Amazon’s “Ring" line of products has been getting a lot of bad press lately, so I decided to get to the bottom of the rumors and possibly sensationalized stories and relay my findings to you fine people. Honestly, I found some scary stuff.
First things first, Ring is a company owned by Amazon that produces home security products such as smart lighting, smart doorbells, and indoor cameras. The doorbells and indoor cameras are the products causing all the fuss. These are essentially interactive surveillance cameras that allow you to view real-time video and speak with anyone close to the camera. With a Ring subscription plan, you can store and view recorded video as well.
Over the past year or so, the company has come under fire for a few different reasons:
Last December, The Information published an article accusing Ring of serious vulnerabilities in their security and privacy protocols. Up to and including giving their Ukraine-based R&D team unencrypted access to digital storage that includes a database of American user’s archived videos.
In November of this year, Bitdefender discovered a bug in a Ring doorbell that exposed the home’s wifi credentials (luckily this problem was fixed quickly).
Also this November, Massachusetts Senator Ed Markey sent out a press release revealing that, after an investigation, he had found “little to no privacy policies or civil rights protections for video collected by the technology.” Basically, law enforcement can obtain video from your Ring without a warrant (or even asking you for the video), share it with 3rd parties, and keep it forever. Furthermore, if this article by Motherboard is to be believed, Ring also offers some pretty handsome perks for a police department to partner with the company. Everything from free and discounted devices to maps of every active Ring doorbell camera in the city (talk about Big Brother).
Most recently (and most shockingly) are the reports of hackers taking over Ring cameras in people’s homes, even speaking to the residents through them by use of the two-way communication feature of the devices. In some instances, the hackers were spouting racist remarks (the obvious go-to for most terrible people), some were watching children in their bedrooms and trying to scare them, and some demand ransom money to leave their victims alone.
This last one scared the hell out of me. So much so that I feel it’s my responsibility to tell as many people as I can know NOT to buy or use Ring devices.
Having said that, home automation truly is the future today and I urge everyone reading this not to let Amazon scare you off of some really cool technology. Please, take a serious look at Google Nest’s line of products.
Though I doubt I can ever bring myself to trust Ring enough to buy one of their devices, I will admit this video from the last bullet makes a very good argument that maybe Amazon shouldn’t shoulder ALL of the responsibility for the devices getting hacked. According to Ring, they “have no evidence of an unauthorized intrusion or compromise of Ring’s systems or network,” and “it is not uncommon for bad actors to harvest data from other company's data breaches and create lists like this so that other bad actors can attempt to gain access to other services.”

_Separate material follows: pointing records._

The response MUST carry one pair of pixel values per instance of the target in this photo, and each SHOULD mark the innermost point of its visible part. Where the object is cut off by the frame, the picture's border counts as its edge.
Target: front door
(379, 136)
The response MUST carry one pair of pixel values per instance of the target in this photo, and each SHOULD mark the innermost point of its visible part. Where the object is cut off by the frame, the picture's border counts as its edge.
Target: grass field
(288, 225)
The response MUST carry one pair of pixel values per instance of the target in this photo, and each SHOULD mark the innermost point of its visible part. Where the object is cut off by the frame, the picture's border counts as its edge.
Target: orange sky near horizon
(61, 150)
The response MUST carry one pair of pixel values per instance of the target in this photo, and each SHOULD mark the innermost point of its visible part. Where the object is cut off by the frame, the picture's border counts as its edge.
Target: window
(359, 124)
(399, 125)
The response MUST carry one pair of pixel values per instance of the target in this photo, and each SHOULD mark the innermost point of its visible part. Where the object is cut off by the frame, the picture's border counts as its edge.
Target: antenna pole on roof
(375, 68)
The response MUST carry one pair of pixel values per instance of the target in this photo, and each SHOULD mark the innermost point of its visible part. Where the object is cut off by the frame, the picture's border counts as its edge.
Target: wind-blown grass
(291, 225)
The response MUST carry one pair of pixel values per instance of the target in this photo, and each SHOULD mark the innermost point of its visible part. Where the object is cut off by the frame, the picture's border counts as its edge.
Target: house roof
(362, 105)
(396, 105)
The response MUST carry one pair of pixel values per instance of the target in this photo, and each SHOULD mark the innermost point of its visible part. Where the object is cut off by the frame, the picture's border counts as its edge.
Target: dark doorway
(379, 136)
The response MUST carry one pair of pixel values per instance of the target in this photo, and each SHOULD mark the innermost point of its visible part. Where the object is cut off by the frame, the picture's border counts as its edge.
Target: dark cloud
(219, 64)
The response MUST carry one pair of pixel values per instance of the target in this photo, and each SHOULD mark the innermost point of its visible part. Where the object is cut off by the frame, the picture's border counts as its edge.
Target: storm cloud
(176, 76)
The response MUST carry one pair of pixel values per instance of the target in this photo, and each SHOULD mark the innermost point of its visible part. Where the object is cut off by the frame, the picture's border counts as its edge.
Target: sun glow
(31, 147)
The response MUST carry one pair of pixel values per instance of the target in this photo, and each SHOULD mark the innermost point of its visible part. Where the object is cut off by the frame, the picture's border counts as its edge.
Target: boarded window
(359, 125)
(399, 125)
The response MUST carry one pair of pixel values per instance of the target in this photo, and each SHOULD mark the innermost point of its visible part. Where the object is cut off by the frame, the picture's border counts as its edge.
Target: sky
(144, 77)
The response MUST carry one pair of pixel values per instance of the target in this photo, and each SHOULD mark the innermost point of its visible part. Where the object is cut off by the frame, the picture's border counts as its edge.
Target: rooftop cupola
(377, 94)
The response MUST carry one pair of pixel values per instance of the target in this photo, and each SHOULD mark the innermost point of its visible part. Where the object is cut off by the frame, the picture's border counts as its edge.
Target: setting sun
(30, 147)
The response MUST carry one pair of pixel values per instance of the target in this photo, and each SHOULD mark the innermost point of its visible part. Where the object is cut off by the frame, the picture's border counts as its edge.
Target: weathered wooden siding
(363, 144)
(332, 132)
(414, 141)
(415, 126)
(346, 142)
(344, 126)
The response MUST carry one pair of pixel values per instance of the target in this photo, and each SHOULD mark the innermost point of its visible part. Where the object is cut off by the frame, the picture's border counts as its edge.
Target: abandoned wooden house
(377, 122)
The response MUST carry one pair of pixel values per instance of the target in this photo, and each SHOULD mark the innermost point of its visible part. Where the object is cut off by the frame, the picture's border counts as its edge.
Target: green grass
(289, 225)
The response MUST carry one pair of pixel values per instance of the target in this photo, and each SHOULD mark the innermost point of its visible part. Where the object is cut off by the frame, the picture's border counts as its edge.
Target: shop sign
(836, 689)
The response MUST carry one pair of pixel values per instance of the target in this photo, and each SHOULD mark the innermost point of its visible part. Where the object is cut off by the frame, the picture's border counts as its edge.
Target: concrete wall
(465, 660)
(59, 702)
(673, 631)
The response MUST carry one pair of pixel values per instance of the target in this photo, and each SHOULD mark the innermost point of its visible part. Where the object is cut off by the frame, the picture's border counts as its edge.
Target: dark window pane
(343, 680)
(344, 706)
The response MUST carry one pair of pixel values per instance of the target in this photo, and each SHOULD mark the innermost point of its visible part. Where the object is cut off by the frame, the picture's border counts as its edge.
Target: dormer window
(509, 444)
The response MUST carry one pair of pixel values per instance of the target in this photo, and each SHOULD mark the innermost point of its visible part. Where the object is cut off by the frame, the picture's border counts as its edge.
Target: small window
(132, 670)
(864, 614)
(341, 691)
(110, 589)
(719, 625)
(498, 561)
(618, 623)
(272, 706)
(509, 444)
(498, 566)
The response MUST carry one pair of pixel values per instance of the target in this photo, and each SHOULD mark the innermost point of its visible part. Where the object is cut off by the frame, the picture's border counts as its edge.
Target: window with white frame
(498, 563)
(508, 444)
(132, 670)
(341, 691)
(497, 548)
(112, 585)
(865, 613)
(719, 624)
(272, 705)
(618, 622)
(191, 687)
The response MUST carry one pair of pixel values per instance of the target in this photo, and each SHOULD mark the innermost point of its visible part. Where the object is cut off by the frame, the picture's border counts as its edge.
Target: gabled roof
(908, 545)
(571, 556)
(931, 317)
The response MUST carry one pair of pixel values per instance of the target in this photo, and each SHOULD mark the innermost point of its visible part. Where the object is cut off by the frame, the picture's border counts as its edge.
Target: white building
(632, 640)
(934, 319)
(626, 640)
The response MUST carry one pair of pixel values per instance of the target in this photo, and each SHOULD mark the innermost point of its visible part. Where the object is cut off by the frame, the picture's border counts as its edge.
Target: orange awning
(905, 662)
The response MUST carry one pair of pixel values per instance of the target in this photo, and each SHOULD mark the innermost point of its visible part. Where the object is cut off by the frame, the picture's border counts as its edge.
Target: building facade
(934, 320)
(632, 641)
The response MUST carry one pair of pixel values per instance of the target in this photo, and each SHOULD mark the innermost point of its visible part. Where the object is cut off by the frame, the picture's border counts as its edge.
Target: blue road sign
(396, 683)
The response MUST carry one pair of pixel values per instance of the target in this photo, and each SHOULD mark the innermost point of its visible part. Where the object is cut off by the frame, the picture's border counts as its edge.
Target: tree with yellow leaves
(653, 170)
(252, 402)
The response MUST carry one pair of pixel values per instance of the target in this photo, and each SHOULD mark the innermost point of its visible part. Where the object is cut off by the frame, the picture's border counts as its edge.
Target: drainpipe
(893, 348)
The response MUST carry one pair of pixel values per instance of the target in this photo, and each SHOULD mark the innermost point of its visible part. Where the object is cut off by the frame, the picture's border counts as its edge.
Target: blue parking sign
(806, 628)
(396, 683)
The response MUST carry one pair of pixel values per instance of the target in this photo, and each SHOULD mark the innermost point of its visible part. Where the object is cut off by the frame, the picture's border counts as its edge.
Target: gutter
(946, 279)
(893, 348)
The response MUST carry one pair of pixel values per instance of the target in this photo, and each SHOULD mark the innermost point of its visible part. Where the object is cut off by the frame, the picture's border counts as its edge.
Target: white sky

It is kind of a dodge but it’s not untrue. With all of the companies and databases that have been hacked over the years, there’s a very good chance you have credentials for sale out in cyberspace. And if you, like a lot of people, have the habit of reusing passwords…
So I think that’s what I’m going to talk about next week. What precautions we can take to shield ourselves as much as possible in the digital age from data loss.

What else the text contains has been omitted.